Uma delas é o ministro do STJ e até o mês passado corregedor nacional de Justiça Luis Felipe Salomão – responsável, por sinal, por solicitar ao Ministério Público Federal uma investigação criminal sobre o esquema quando estava à frente da Corregedoria, órgão integrante do Conselho Nacional de Justiça (CNJ).
O empresário Andreson Gonçalves, que fazia as vezes de intermediário em Brasília entre os clientes do esquema e os funcionários do tribunal, pergunta a Zampieri, o advogado assassinado no ano passado em Cuiabá, quanto um cliente dele pagaria “para Salomão ir com a gente e depois a Galotti”.
Ele se referia aos votos dos ministros Luis Felipe Salomão e Isabel Gallotti em um caso em julgamento no STJ. O processo em questão tinha a relatoria de Gallotti. Salomão votaria depois. Na mesma sequência de mensagens, Andreson compartilha duas minutas de decisões que ainda seriam assinadas pela ministra.
Em um dos expedientes elaborados para pedir investigação sobre o assunto quando era corregedor nacional de Justiça, o próprio Salomão se antecipa e nega peremptoriamente qualquer ligação com integrantes da quadrilha. Diz que a parte relacionada ao seu nome é “venda de fumaça”.
Escreveu ele: “Em relação à referência à minha pessoa, a atuação do Sr. Andreson Gonçalves não passa de exploração de prestígio (‘venda de fumaça’, no jargão criminal)”. “Porém, os dois documentos enviados por Andreson a Roberto Zampieri denotam que, de fato, há alguém no gabinete da eminente ministra Isabel Gallotti que, no mínimo, repassa a terceiros material de uso interno”, prossegue o ministro.
A mensagem foi enviada por Andreson a Zampieri em 28 de outubro de 2019. As duas decisões de Gallotti, em recursos especiais que envolviam dois bancos, só foram assinadas no dia seguinte e publicadas uma semana depois.

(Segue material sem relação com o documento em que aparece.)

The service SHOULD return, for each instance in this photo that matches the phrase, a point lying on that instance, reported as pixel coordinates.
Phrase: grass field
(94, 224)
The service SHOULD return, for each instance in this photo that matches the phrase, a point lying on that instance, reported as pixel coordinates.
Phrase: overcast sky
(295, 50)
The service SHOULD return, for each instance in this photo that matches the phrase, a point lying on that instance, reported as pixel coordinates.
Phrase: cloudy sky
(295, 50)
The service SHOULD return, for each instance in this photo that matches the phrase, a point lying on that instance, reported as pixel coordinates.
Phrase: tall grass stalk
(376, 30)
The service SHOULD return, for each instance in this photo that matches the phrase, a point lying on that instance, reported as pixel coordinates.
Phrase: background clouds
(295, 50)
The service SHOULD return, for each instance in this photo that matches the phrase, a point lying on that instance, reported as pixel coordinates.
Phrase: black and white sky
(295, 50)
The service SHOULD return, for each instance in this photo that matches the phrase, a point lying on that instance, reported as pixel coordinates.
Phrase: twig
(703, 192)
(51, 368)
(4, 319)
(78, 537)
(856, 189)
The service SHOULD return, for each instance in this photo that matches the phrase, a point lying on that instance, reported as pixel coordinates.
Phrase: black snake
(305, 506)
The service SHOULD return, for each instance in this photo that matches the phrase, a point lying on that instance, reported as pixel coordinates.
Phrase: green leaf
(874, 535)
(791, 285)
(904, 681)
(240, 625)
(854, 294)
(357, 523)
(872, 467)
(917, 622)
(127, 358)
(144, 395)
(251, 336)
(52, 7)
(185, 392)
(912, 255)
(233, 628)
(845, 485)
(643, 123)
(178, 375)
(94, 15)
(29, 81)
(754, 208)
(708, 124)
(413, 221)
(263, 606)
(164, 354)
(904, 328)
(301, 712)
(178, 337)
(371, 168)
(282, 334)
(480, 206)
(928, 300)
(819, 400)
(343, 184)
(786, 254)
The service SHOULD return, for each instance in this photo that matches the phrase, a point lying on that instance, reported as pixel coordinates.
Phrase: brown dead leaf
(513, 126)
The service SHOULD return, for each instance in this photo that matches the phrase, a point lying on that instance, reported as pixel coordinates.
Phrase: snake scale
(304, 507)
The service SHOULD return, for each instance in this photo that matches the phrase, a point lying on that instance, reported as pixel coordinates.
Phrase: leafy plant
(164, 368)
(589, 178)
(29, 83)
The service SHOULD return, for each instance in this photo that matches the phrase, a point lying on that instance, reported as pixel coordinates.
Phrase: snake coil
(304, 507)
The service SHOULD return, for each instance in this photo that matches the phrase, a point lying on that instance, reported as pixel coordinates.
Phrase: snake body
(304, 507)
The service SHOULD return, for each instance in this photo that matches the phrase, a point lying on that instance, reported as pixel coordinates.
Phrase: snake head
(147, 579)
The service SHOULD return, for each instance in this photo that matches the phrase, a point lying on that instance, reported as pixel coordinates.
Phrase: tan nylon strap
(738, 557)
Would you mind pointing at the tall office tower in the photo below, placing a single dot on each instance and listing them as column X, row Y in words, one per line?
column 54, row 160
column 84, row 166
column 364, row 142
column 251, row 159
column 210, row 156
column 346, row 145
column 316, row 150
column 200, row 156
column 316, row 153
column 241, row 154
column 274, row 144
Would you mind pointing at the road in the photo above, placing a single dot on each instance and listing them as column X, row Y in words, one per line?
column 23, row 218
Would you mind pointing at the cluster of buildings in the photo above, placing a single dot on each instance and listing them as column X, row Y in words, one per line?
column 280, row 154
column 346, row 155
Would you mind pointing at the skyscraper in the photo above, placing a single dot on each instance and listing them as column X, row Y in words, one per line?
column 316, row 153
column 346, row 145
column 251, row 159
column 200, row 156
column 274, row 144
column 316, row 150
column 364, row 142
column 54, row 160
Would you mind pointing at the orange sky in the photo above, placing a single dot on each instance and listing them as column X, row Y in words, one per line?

Pelo menos mais quatro nomes de ministros de tribunais superiores são mencionados nas mensagens recuperadas durante a investigação. Esses, porém, não aparecem no documento elaborado por Salomão. O ministro disse a interlocutores que não adotou essa providência por não haver nada mais concreto, e que fez questão de citar a menção a seu próprio nome para ser "transparente" e "isento".

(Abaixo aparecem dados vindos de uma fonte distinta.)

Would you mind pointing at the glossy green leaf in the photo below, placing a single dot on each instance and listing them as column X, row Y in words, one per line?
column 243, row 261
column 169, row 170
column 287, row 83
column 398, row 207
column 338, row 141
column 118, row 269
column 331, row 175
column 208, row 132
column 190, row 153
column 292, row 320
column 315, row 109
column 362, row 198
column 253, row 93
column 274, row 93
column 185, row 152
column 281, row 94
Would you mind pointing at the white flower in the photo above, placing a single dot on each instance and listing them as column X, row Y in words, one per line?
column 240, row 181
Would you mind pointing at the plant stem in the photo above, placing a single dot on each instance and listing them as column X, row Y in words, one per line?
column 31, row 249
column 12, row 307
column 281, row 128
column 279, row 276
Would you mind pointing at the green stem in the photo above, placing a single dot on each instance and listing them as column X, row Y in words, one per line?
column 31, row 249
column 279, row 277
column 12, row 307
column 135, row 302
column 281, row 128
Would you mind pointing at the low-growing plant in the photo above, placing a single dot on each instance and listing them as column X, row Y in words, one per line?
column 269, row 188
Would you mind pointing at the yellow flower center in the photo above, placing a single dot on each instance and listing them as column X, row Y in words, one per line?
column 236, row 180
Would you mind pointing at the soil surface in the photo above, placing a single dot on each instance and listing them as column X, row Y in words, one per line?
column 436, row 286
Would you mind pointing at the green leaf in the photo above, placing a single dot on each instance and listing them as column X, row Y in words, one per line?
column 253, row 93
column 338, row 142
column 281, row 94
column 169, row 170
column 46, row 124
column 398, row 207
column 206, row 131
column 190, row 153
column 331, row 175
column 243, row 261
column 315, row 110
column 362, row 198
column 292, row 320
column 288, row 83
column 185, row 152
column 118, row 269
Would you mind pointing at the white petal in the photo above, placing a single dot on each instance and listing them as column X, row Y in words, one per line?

Há, no material em poder das autoridades, situações em que até decisões tomadas em processos em segredo de justiça, como ordens de prisão e autorização para busca e apreensão, eram obtidas com antecedência pela quadrilha.
No conjunto de mensagens recuperadas no celular do advogado assassinado e agora sob análise da Polícia Federal e da PGR há menção a outros nomes. Dentre eles surge mais um personagem importante do cenário político-jurídico de Brasília. Trata-se de Luiz Fernando Bandeira de Mello, ex-secretário-geral da Mesa Diretora do Senado Federal que, em desde 2021 ocupa uma das vagas de conselheiro do CNJ, por indicação do Congresso Nacional.
Bandeira de Mello aparece em contato com um dos intermediários do esquema, tratando de processos em andamento. A pessoas próximas, nos últimos dias, ele disse que trocava mensagens com o investigado porque tem por hábito atender a todos que o procuram. Advogado, ele foi secretário-geral da Mesa do Senado, principal cargo da burocracia da casa, sob a presidência de Renan Calheiros (MDB), a quem é ligado.
Ao PlatôBR, o conselheiro disse não ter “relação pessoal ou profissional com Andreson Gonçalves, salvo encontros eventuais em posses ou lançamentos de livros”.
Em nota, a assessoria do CNJ afirmou que em abril de 2022 “o senhor Andreson enviou por mensagem uma reportagem, perguntando se o conselheiro tinha conhecimento de processo tramitando no CNJ sobre um magistrado citado na reportagem” e que, em resposta, Bandeira de Mello “simplesmente informou que não havia procedimento”. “Essa informação não é sigilosa e qualquer pessoa pode obtê-la oficialmente. Não houve outras perguntas ou pedidos formulados ao conselheiro”, diz ainda o texto.
No Supremo Tribunal Federal, tão logo a PGR decida avançar nas investigações, as suspeitas envolvendo o tráfico de decisões do STJ estarão sob a relatoria do ministro Cristiano Zanin. O PlatôBR apurou que a distribuição se deu por prevenção, uma vez que Zanin já tinha em seu gabinete pelo menos um caso conexo, sob sigilo, envolvendo figuras com foro privilegiado cujos nomes aparecem também nas mensagens da quadrilha.